Funny how January really feels like winter.
But by the end of February, you can start to ‘smell’ spring.
With the change in seasons just around the corner, we can look forward to eating in-season fruit…like strawberries!
Sweet and juicy, strawberries are nutritious and loved by many all around the world.
Plus, they are so versatile—delicious when eaten fresh and whole, but they can also be transformed into jams, smoothies, pies, salads and much more.
Strawberries are one of the earliest fruits to ripen each year, so they are often referred to as the first “taste of spring.”
And even though it is technically still winter, there is no better time to start talking about strawberries, because February 27th is National Strawberry Day!
Strawberries: A Quick History
Strawberries have been around for a LONG time.
They were first mentioned in ancient Roman literature for their medicinal properties.
In the 1300s, the French began to grow this most famous of fruits in their gardens.
Eventually, strawberries made their way to North America in the 1750s, as a gift from Chile.
Over the centuries, strawberries have steadily gained in popularity and are now enjoyed by millions around the globe.
Fun Facts About Strawberries
Here are some of my most favorite fun facts about strawberries:
- Strawberries belong to the rose family.
- The United States produces over one-fourth of the world’s total strawberry production.
- About 88 percent of the strawberries grown in America are produced in California. In 2014, the state harvested over 2.3 billion pounds of berries!
- Strawberries contain about 200 seeds per berry on average.
- Strawberries are on the list of the top five most consumed fresh fruits in America, along with bananas, apples, oranges and grapes.

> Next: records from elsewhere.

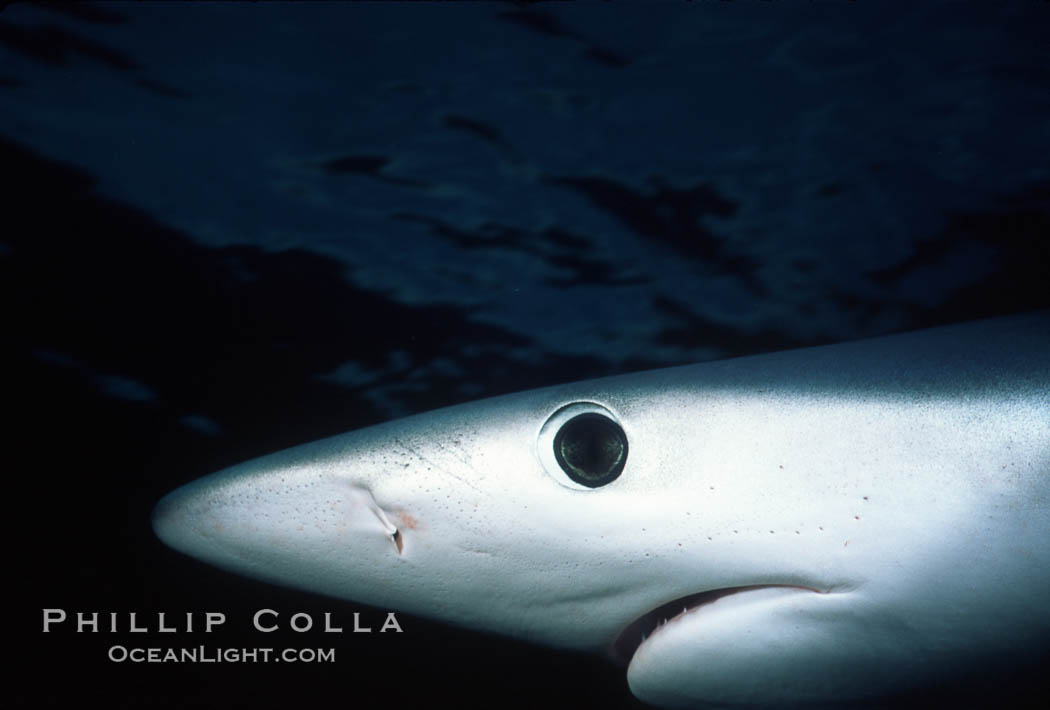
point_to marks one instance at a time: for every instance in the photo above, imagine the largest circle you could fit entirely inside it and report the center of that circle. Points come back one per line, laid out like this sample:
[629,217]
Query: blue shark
[818,525]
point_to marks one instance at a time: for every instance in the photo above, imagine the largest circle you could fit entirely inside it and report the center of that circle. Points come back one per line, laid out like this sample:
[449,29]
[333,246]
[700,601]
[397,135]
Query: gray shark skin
[820,525]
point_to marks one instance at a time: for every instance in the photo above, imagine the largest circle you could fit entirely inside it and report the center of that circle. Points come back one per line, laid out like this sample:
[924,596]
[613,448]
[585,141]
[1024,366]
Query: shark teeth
[641,629]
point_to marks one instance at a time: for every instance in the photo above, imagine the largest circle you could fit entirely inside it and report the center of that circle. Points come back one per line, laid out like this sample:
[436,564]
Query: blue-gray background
[227,229]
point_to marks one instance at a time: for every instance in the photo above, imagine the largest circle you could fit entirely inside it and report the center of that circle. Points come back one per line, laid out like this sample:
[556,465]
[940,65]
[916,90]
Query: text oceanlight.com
[206,654]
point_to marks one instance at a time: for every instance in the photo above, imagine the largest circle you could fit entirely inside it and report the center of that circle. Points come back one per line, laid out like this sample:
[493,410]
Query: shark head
[748,531]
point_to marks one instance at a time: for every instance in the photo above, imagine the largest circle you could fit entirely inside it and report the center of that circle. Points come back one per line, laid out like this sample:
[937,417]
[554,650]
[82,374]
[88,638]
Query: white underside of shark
[825,524]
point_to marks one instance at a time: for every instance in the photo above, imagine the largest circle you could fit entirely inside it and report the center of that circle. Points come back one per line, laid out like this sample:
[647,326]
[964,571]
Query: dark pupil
[591,450]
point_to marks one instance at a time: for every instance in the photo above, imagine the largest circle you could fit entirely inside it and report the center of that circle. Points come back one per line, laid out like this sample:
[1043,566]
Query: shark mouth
[636,632]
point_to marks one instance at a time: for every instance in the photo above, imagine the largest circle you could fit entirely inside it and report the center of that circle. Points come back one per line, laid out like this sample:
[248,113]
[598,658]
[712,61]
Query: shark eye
[583,446]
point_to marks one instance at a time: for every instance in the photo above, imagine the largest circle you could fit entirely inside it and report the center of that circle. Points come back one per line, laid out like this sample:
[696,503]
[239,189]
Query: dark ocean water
[232,228]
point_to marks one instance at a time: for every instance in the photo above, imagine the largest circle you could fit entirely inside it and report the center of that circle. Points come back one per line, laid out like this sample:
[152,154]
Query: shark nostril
[392,529]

- Strawberry varieties that were developed at UC Davis make up 50 percent of the world’s commercial strawberry production!
Why Strawberries Are so Good for You
Strawberries contain a high level of flavonoids, which are anti-inflammatory and powerful antioxidants.

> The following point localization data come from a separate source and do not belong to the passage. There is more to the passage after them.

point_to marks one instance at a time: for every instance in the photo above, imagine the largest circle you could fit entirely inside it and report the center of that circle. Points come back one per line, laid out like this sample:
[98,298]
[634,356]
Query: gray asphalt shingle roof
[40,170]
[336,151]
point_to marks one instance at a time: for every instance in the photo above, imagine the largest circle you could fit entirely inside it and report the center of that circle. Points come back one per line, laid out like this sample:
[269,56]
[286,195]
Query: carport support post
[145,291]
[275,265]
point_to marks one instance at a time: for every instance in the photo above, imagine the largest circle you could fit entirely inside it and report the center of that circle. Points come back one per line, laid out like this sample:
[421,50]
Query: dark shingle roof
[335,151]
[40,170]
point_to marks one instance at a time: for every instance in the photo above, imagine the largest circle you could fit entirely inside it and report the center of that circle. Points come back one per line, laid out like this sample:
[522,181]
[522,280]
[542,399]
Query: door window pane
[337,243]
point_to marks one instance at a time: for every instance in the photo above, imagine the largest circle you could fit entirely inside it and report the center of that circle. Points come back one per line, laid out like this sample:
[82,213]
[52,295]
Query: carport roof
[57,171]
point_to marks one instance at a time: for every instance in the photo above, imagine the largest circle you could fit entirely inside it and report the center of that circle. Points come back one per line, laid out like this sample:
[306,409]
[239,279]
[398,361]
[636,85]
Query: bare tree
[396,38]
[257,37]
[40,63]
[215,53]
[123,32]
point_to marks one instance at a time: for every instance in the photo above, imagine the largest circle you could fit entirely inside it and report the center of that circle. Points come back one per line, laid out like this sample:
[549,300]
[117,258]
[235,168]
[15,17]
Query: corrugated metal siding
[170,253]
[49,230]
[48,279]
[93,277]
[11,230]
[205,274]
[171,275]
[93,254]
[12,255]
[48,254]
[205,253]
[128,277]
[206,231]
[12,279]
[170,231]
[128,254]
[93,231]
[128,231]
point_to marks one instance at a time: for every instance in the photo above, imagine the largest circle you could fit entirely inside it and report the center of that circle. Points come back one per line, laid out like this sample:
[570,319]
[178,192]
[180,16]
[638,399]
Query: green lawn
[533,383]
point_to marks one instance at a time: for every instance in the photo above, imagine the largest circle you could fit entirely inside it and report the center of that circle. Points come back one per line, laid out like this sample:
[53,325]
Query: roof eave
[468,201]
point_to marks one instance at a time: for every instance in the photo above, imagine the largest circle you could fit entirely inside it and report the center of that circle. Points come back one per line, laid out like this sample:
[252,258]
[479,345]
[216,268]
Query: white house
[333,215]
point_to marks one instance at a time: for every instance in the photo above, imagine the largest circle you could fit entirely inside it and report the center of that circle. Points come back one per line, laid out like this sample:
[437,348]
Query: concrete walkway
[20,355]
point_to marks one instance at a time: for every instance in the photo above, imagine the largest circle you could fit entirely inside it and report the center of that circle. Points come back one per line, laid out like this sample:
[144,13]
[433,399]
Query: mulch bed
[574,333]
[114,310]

They are a good source of folate and potassium, and an excellent source of dietary fiber, manganese and vitamin C. In fact, they have more vitamin C than an orange!
Moreover, the phytonutrients in strawberries seem to starve tumors of their blood supply and may help in reversing certain types of cancer.

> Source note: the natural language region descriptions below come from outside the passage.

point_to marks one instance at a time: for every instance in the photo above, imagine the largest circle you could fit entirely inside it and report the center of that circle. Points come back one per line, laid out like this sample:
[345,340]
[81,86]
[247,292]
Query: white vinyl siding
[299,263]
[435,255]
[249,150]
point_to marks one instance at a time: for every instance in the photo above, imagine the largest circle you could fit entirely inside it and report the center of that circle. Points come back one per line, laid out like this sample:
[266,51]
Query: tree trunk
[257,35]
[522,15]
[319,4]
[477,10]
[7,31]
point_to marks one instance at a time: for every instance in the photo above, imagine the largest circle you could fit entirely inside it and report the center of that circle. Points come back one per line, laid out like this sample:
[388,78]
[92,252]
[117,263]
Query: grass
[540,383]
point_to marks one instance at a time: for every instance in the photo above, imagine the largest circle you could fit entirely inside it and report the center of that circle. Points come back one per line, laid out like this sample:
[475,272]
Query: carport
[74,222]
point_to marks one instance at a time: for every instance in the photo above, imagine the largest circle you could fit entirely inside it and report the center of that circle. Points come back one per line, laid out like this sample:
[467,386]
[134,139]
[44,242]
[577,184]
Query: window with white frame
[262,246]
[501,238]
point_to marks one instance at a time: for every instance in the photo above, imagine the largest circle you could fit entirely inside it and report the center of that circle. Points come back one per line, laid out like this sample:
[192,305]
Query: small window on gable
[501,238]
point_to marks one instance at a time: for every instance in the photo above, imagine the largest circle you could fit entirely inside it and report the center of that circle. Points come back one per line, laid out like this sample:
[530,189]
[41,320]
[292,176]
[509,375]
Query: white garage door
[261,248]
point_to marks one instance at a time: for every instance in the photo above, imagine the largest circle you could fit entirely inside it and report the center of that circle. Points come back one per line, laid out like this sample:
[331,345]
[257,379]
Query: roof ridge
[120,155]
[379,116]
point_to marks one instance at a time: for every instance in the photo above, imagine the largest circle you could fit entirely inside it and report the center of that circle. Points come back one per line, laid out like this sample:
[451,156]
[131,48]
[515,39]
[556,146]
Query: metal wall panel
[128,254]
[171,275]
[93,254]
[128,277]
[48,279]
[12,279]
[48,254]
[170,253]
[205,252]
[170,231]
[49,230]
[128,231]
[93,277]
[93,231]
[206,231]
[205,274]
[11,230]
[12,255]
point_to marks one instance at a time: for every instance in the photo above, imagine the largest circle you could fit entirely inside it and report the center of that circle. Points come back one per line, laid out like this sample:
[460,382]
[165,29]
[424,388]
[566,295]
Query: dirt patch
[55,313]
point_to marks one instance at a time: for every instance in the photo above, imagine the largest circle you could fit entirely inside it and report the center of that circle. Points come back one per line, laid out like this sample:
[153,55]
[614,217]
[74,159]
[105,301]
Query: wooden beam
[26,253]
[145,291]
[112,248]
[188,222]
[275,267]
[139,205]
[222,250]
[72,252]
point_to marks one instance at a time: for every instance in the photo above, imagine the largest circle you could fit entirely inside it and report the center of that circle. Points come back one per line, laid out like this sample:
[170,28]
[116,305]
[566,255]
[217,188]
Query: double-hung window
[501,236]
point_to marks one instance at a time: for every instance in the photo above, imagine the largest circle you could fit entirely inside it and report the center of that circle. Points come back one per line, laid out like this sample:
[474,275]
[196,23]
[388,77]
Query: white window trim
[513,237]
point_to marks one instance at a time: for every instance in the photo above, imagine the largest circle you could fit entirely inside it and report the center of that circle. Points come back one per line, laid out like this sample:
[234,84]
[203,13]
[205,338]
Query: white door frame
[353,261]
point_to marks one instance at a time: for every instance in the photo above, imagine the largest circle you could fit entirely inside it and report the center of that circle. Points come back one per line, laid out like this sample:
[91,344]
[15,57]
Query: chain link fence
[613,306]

How to Celebrate National Strawberry Day
Here are some ways to have fun on National Strawberry Day (February 27th):
- Experiment: If you eat strawberries plain, switch things up. Add some to your oatmeal or salad.
- Grow Your Own: Strawberries are best planted in the spring. Even though it is a little early for that, you can take this opportunity to learn how to grow them and be ready to plant when the time is right.
- Make A New Strawberry-Based Recipe: There are plenty of strawberry desserts out there. How about trying something completely different—our cool and refreshing Savory Strawberry Soup!